How a village craft became a livelihood for hundreds of women in West Bengal
In Nanoor, a small village near Santiniketan, kantha embroidery was once a domestic practice shaped by reuse and necessity. Tajkira Begum transformed it into a women-led enterprise carrying memory, dignity and income far beyond the household.
Tajkira Begum learned kantha embroidery the way many girls in her village of Nanoor in West Bengal did—by watching other women. She was about seven years old when her mother and grandmother began letting her sit beside them, needle in hand, as they stitched together layers of old, worn cloth. “There were no lessons, no talk of skill or livelihood. We did what we had been doing for generations, quite naturally,” says Begum.
This traditional form of hand embroidery practised across parts of West Bengal and Bangladesh, is known for its simple running stitch worked over layers of fabric.
Historically, it emerged from reuse of worn saris, dhotis or cloth scraps layered together and stitched by hand, often by women inside their homes. The motifs were drawn from everyday life: flowers, animals, folk symbols, religious imagery, or scenes from nature, stitched slowly over weeks or months.
Begum grew up in Nanoor, near Santiniketan, and has lived there all her life. Married within a few kilometres of her village, her world remained familiar and close-knit. In those years, kantha was not something you sold, it was instead part of domestic life - a way of reusing what little you had and preparing for winter. Old clothes were never thrown away. Two or three layers were stitched together into quilts that kept families warm, laid out when guests arrived, or given as parting gifts.
“There was a custom,” says Begum, “that when a girl got married, she should know some handwork. She had to take three or four kanthas with her as part of her wedding gifts.” The finest kantha in the household was carefully preserved and set aside for special occasions.
Today, that same domestic craft sustains a women-led social enterprise involving more than 300 women artisans from Nanoor and surrounding villages, producing kantha-embroidered dupattas, stoles, wraps and home furnishings for urban Indian and international markets. What began as survival stitching inside homes has become a collective livelihood rooted in skill, memory and shared labour.
Back then, poverty shaped everything, says Begum. “Meals were uncertain, and even cooking rice once a day was difficult. Many people ate only one meal.” Kantha existed even within this scarcity as an art tradition that was followed naturally.

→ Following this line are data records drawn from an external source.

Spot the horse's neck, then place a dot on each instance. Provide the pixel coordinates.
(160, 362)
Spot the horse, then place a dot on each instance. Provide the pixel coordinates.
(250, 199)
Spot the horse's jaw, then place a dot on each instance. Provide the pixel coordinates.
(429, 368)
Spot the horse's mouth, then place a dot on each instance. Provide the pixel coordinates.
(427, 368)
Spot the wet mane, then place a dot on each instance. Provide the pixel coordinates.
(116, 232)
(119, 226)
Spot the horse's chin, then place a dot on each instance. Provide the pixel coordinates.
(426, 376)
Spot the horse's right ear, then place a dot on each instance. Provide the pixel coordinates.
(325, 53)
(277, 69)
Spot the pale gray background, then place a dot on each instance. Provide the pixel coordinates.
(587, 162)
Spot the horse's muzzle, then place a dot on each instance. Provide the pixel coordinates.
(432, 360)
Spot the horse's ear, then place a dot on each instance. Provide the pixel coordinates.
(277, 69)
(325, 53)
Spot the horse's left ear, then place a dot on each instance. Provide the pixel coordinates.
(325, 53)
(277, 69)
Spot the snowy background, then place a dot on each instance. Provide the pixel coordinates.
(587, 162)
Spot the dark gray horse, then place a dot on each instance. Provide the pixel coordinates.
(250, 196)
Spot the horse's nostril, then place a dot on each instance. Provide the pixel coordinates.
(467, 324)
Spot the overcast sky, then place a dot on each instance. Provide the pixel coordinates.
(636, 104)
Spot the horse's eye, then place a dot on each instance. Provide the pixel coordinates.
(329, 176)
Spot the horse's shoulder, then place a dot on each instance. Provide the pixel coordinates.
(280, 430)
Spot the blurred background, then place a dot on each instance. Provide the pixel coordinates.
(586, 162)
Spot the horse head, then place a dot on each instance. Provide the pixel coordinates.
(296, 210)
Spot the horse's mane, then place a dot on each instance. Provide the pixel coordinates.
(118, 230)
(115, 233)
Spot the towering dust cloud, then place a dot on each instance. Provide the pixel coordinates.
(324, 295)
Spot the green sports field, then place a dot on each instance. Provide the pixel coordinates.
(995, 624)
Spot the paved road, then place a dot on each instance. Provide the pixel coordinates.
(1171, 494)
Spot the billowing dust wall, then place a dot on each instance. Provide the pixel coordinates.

The turning point came in 2002, when a self-help group was formed in the village with the support of Banglanatak.com, an organisation working on rural livelihoods and craft-based enterprises. For the first time, women could access small bank loans ranging from Rs 5,000 to Rs 10,000. “Before that, we were barely managing,” says Begum.
Through the SHG came training programmes supported by government departments, and what changed was not the art of kantha itself, but where it was applied. The same stitches women had always used on old cloth were now worked onto new fabric. Artisans were trained to adapt traditional motifs to contemporary products, and household quilts slowly gave way to dupattas, stoles and wraps. These pieces began travelling beyond the village to nearby towns and cities.
“With the money we earned, we could buy books for our children and manage household expenses,” says Begum. “Our generational craft gave some relief, stability and breathing room for families that were poverty-stricken. We didn’t know this could be possible.”
For Begum, the work also opened up a world she had never imagined. “At first, it was very difficult,” she says. “I had never travelled much before, even within India.” Through exhibitions and markets, she found herself travelling across the country, and then abroad to Paris and Japan. The journeys were new and daunting, but also exciting.
“We slowly understood pricing,” explains Begum. “We learnt that the same product has different value in different places. A stole that sold for Rs 900 in the village could sell for Rs 1,200 in a city, and even more abroad.” This understanding did not come from formal business training, but through watching, listening and experience. “Earlier, even earning Rs 5,000 a month felt like a miracle,” she says. “Over time, we became more confident.”
As women began earning, the village itself began to change. “There was a time when it was believed that women could not earn,” says Begum. With time, even modest incomes shifted that belief. Families could keep children in school, debts reduced and most importantly, women’s labour, which was once invisible, began to be taken seriously.
“Earlier, even buying sweets or ice cream for our children was impossible,” she says. “Today, these small joys have become possible.”
Visitors to Nanoor now include buyers, researchers, and craft practitioners from India and abroad. But for Begum, the most meaningful change remained close to home. “In a village where there was once nothing, doctors and teachers emerged, as children got educated,” she says.
Kantha, she believes, has never been a static art. It has always adapted - first to poverty, then to new opportunities. What matters is that it remains rooted in women’s lives. “The work gave us dignity, stability, and the ability to help one another,” she says.
Today, the stitches Begum learned as a child - meant once only for home - sustain families, educate children, and anchor an entire community. “The best kantha is no longer kept aside only for weddings,” she says. “It travels, carries our stories, and returns value.”